Goon se los quedó mirando como aquel que ve visiones.

—Pero… ¡si han estado «siguiéndome» toda la tarde! —exclamó el hombre—. Además, no te he visto en la estación.

—No obstante, el señor Goon, nuestro amigo «estaba» allí —aseguró Larry, formalmente—. Tal vez no le reconoció usted. A veces, Fatty cambia mucho de aspecto, ¿sabe usted?

—Oiga usted, señor Goon —interrumpió la señora Trotteville, impacientemente—. Ha dicho usted que deseaba buscar un intruso en mi jardín. Hágalo pronto porque es domingo por la tarde y debo volver al lado de mi marido. Deje ya de discutir con los chicos.

—Sí, pero… —empezó el señor Goon, tratando en vano de ordenar sus ideas.
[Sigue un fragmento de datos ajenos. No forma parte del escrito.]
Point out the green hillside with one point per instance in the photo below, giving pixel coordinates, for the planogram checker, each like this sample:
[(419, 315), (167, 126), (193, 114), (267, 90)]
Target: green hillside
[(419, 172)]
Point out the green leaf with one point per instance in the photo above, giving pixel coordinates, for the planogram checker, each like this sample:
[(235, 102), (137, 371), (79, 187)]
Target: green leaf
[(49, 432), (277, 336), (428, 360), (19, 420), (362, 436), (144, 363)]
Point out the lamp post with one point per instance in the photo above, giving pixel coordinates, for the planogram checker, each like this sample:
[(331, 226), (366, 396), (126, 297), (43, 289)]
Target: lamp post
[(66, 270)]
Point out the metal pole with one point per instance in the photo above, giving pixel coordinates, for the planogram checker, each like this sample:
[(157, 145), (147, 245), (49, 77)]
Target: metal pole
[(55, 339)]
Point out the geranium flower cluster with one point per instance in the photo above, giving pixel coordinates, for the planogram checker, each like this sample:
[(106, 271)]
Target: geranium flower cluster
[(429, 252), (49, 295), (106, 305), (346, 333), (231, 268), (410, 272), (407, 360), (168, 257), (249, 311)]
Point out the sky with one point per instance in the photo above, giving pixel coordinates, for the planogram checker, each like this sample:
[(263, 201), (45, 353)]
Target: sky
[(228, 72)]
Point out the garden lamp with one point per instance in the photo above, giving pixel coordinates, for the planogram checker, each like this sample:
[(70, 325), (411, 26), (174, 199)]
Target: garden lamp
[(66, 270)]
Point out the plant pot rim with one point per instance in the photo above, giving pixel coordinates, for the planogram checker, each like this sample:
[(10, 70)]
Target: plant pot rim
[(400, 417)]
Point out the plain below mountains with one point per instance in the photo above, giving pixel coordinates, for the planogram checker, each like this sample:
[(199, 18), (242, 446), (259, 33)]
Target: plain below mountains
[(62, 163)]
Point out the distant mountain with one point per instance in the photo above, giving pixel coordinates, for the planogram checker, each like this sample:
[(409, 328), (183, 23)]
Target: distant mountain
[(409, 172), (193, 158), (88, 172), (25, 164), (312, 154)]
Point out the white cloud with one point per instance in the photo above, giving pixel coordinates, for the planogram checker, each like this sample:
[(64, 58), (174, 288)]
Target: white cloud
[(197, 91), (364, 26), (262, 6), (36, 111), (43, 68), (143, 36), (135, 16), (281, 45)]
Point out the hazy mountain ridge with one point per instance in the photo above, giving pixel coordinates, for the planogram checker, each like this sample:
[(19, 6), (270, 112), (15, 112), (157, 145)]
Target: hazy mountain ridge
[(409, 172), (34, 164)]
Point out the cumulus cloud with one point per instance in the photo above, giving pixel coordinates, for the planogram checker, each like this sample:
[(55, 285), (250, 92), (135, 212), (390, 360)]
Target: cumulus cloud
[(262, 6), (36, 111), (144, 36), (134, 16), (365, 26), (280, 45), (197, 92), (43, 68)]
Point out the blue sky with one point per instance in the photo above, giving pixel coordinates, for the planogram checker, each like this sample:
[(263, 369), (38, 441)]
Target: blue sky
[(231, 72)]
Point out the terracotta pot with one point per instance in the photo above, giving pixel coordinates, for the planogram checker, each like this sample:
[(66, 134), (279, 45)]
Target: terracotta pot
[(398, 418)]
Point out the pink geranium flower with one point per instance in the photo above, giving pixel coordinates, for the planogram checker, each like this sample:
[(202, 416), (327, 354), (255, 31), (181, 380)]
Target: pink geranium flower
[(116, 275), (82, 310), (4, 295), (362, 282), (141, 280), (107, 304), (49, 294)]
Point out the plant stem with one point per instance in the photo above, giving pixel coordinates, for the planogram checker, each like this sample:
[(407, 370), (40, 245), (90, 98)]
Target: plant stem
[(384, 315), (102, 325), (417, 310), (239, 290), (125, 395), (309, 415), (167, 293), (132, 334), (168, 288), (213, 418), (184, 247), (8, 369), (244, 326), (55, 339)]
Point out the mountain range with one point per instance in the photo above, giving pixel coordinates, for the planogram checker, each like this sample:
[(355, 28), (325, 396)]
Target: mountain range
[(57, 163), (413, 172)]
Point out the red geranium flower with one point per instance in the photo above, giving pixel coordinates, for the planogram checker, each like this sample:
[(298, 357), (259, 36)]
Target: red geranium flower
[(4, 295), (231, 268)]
¿Cómo era «posible» que aquellos chavales hubiesen recibido a Fatty, siendo así que éste no estaba en la estación? ¿Cómo se atreverían a decir que de veras lo habían recibido cuando sabían de sobra que lo único que habían hecho era seguirle a él toda la tarde? Aquello resultaba más que misterioso.

—Bien, señor Goon —decidió la señora Trotteville—. Ahí le dejo. No dudo que los niños le ayudarán a buscar a su sospechoso vagabundo.

Dicho esto, la dama desapareció en el interior de la casa. Entonces los chicos procedieron a explorar todos los rincones con tal entusiasmo que el señor Goon renunció a la empresa, convencido de que nunca más volvería a ver a aquel extranjero pelirrojo. ¿No «habría» sido Fatty disfrazado? ¡No! ¡Imposible! Nadie hubiese tenido la desfachatez de obligarle a una persecución tan sin ton ni son como aquélla. ¡Lo malo era que no había aclarado el misterio de quién llegaba en aquel tren de las 3.30! Lanzando un resoplido, el hombre salió a la calle por el portillo anterior, con expresión enojada.

Entonces, los chicos, arrojándose al húmedo suelo, rieron hasta saltárseles las lágrimas. Rieron tanto que no vieron la desconcertada cara del señor Goon mirándoles por encima de seto. ¿«A qué» venían aquellas carcajadas? ¡Malditos chicos! ¡Pensar que siempre se escurrían como anguilas! ¡No eran en absoluto de fiar!

El señor Goon regresó a su casa, fatigado y contrariado.

—¡Entorpeciendo la Ley! —refunfuñó, ante el sorprendido Pippin—. ¡Siempre entorpeciendo la labor de la Ley! ¡Un día les retorceré el pescuezo y se les acabarán para siempre las ganas de reír!